La follia altro non è che una grottesca caricatura di ciò che potrebbe essere la

guarigione naturale da quell’alienata integrazione che chiamiamo “sanità”

(R. D. LAING)

La follia è un mezzo naturale per guarire il nostro spaventoso stato di alienazione

(R. D. LAING).

 

L'OMS (Organizzazione Mondiale della Sanità definisce salute mentale la disponibilità a stabilire relazioni armoniose con altre persone e contribuire costruttivamente alla modificazione dell’ambiente.

Dal punto di vista statistico rientra nella “norma” il soggetto che presenta un modo di pensare e di agire simile a quello della media delle persone. Questo concetto, però, tiene conto soltanto degli aspetti esteriori della personalità.

Dal punto di vista sociale è “normale” colui che presenta un buon adattamento alla società. Anche questo concetto appare limitato perché trascura i valori dell’individualità.
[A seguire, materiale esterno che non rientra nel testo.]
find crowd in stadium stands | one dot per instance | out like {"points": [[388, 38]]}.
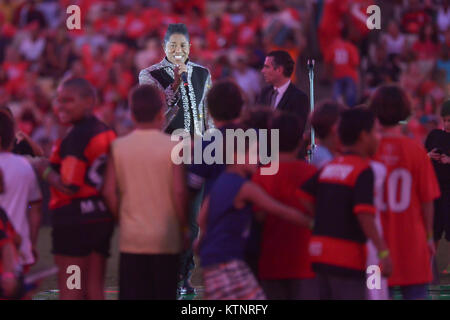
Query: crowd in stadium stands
{"points": [[117, 39]]}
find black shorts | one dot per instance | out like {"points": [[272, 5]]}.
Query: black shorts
{"points": [[80, 240], [442, 216], [148, 276]]}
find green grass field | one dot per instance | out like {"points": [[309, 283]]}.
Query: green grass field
{"points": [[49, 285]]}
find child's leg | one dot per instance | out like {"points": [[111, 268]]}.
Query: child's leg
{"points": [[96, 276], [63, 263]]}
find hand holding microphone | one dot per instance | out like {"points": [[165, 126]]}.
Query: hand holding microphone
{"points": [[180, 76]]}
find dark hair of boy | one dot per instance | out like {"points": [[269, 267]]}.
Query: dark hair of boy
{"points": [[146, 101], [225, 101], [284, 60], [176, 28], [354, 121], [390, 105], [258, 117], [289, 129], [325, 116], [445, 110], [7, 110], [6, 131], [83, 87]]}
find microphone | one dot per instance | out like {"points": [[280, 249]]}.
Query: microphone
{"points": [[184, 79]]}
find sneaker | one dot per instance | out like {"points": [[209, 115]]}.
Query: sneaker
{"points": [[186, 289]]}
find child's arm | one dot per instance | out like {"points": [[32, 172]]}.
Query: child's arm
{"points": [[43, 169], [109, 189], [180, 194], [37, 150], [367, 222], [201, 220], [251, 192], [9, 278]]}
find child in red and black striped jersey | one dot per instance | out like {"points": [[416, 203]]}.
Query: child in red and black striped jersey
{"points": [[10, 269], [285, 269], [82, 224], [343, 192], [410, 189]]}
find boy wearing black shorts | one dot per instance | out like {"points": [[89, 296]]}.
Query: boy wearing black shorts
{"points": [[343, 192], [438, 147], [82, 224]]}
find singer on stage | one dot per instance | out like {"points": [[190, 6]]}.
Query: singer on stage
{"points": [[184, 83]]}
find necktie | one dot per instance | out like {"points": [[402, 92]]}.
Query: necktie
{"points": [[273, 98]]}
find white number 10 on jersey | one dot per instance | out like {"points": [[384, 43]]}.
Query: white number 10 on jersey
{"points": [[398, 190]]}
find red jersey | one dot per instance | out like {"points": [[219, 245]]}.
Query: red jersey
{"points": [[7, 234], [410, 181], [343, 189], [80, 158], [284, 246], [331, 22], [344, 57]]}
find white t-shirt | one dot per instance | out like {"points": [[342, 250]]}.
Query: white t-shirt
{"points": [[381, 293], [20, 188]]}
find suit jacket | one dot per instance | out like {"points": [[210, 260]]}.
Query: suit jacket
{"points": [[294, 100], [187, 107]]}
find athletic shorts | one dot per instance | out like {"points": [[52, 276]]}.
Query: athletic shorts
{"points": [[80, 240], [231, 281], [442, 217]]}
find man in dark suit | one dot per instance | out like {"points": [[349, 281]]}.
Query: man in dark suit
{"points": [[281, 94]]}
Dal punto di vista psicologico l’individuo è mentalmente sano quando presenta un’adeguata organizzazione della personalità ed un’integrazione armonica delle sue componenti.
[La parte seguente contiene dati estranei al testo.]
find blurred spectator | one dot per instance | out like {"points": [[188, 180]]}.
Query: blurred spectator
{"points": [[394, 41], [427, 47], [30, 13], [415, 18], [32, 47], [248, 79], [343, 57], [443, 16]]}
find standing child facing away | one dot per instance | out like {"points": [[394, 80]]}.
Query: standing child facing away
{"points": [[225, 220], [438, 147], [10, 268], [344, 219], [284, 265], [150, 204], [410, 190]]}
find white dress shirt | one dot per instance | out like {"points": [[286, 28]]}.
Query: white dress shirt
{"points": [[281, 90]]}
Una definizione adeguata di salute mentale deve tener conto di tutti i tre criteri. Pertanto possiamo considerare una persona mentalmente equilibrata quando è ben adattata all’ambiente pur conservando la sua individualità, è in grado di controllare pulsioni e conflitti in misura socialmente accettabile, ha sufficiente consapevolezza delle sue capacità e dei suoi limiti e sa orientarsi di conseguenza per organizzare il suo progetto di vita; infine è in grado di stabilire valide relazioni interpersonali.
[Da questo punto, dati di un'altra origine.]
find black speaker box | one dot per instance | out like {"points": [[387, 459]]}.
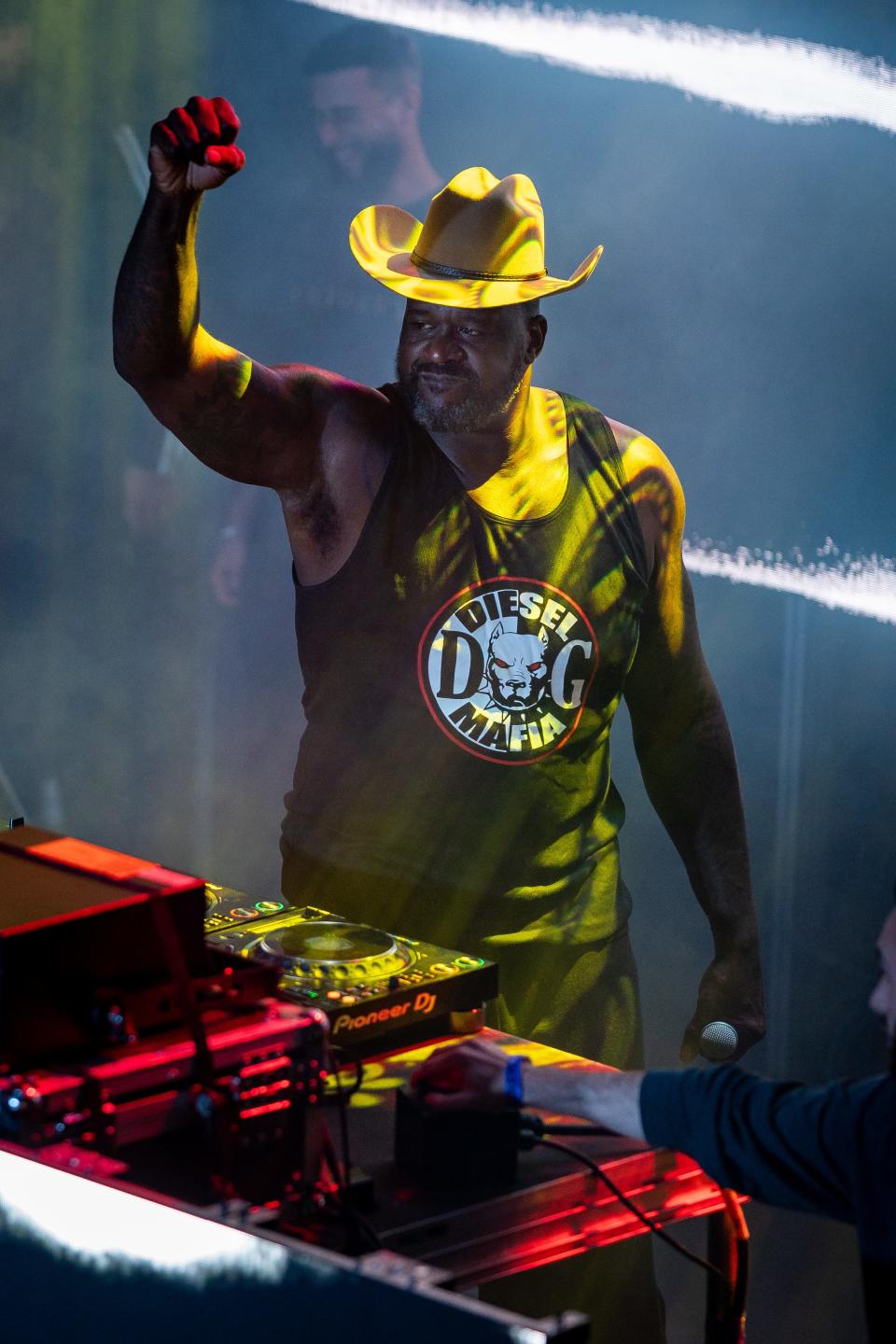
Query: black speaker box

Salute mentale e malattia psichica non sono nettamente separate fra loro, ma si collocano lungo un continuum in quanto vi sono molti stati “al limite” fra i due estremi.

Un individuo ben adattato può sviluppare una condizione di stress di breve durata; una persona disadattata può imparare ad affrontare con equilibrio e a superare i propri problemi e conflitti.
Gli operatori delle strutture psichiatriche devono tenere in grande considerazione le famiglie, ridefinire gli inevitabili conflitti familiari, in modo che non divengano distruttivi ma ricompositivi. Bisogna porsi dalla parte del più debole, che può essere il paziente o un suo familiare.